March 2010 \ And Don’t Miss… \ Last Call \ Stealing Our Music Bit by Bit

Stealing Our Music Bit by Bit

John Bohlinger

How modern digital music formats are literally removing content from our songs


Premier Guitar March 2010

By virtue of the fact that you’re reading this, you fall into a very specific demographic: music geek. Have you ever wondered why music means so much to us? Why do we spend countless hours listening to music, playing music, buying gear—essentially chasing the dragon of a music addiction? Sure, you’ve read those moronic interviews with rockers who claim, “I started playing guitar to get girls,” but these flippant clichés ring false; she doth protest too much. We play guitar because of the way music makes us feel. We heard The Beatles or Zep or Green Day and wanted to get closer to that feeling, so we picked up the guitar. You can blame our addiction on our limbic system.

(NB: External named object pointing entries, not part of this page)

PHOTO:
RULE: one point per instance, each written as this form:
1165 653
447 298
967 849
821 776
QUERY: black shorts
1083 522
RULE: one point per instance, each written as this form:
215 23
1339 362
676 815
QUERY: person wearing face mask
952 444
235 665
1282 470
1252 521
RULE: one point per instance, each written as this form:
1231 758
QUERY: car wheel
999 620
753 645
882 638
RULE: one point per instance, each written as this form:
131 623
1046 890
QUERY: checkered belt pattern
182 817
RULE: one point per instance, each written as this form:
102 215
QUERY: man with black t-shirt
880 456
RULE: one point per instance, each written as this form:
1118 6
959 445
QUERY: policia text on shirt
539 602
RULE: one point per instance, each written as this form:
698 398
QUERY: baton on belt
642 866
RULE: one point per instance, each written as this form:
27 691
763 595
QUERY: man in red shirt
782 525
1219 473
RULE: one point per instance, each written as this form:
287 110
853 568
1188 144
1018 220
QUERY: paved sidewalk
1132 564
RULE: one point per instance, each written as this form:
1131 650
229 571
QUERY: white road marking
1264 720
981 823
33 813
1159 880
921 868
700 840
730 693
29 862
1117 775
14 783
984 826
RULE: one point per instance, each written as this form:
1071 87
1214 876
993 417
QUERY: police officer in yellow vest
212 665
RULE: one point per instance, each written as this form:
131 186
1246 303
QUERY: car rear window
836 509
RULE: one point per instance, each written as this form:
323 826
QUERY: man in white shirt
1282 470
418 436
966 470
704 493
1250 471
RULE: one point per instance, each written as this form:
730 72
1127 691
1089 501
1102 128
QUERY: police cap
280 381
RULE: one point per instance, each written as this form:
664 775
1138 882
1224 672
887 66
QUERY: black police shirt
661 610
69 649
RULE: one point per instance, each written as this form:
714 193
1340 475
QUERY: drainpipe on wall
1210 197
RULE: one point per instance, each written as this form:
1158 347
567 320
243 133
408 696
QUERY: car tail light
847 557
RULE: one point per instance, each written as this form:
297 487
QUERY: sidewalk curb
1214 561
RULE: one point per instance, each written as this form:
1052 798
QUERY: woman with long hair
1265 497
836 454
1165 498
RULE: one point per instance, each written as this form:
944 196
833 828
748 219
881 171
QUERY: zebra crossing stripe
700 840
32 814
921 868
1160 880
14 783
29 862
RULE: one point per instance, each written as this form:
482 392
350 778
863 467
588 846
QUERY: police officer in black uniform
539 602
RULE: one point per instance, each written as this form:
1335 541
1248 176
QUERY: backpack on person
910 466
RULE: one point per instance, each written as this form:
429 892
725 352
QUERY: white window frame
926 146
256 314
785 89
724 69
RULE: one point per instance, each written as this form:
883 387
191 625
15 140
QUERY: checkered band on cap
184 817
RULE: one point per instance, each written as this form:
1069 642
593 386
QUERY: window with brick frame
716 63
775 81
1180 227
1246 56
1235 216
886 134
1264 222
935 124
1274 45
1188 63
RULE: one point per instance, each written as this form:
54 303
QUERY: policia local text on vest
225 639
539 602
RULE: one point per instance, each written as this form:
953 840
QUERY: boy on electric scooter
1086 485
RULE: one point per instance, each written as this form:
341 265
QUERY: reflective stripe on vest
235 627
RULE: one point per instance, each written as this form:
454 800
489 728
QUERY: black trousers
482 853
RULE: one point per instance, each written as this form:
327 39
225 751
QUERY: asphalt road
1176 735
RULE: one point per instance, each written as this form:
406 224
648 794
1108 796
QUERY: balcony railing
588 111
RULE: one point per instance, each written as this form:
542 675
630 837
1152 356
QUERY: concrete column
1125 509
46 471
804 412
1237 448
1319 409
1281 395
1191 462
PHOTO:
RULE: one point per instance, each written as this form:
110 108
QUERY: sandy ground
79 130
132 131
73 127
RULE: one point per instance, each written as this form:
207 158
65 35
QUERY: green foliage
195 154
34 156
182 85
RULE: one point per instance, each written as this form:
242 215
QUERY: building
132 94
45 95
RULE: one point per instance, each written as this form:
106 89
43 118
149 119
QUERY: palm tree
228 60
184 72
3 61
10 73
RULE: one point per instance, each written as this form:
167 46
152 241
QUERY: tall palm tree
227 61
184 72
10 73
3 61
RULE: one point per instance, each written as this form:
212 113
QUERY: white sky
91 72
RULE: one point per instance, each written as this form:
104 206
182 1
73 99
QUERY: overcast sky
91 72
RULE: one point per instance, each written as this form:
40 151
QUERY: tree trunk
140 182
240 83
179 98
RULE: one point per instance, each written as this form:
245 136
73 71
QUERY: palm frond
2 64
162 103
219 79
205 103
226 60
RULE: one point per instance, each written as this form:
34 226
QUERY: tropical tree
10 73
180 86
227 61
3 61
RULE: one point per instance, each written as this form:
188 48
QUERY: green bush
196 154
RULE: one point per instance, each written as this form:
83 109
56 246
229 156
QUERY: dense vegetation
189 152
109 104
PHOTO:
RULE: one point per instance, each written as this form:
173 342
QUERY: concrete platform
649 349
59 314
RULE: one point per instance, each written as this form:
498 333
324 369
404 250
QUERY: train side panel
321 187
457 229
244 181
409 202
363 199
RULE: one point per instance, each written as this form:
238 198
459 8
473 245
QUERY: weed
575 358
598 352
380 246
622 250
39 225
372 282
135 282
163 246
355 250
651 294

The limbic system, one of the oldest parts of our brain, manages our “fight or flight” chemicals. Sound is one of the strongest triggers for the limbic system, moreso than sight. When our primitive ancestors sat in their caves and heard a twig break, their limbic system kicked in, asking “threat or no threat?” assessing the world to insure survival. Through natural selection, those with a more highly developed limbic system lived to breed and pass along those genes to us, their guitar-playing great, great, great, great grandchildren.

In addition to “fight or flight,” the limbic system supports a variety of functions, including emotion, by influencing the endocrine and autonomic nervous systems, which interconnect with the brain’s pleasure center (think sex and recreational drugs). In short, sound can slip through the back door of our brains through the limbic system and stimulate us in a way that sex or drugs would, which explains why sex, drugs and rock ‘n’ roll are so often linked together. When we listen to music, we experience something that affects us on a profound chemical level, straight into our limbic system.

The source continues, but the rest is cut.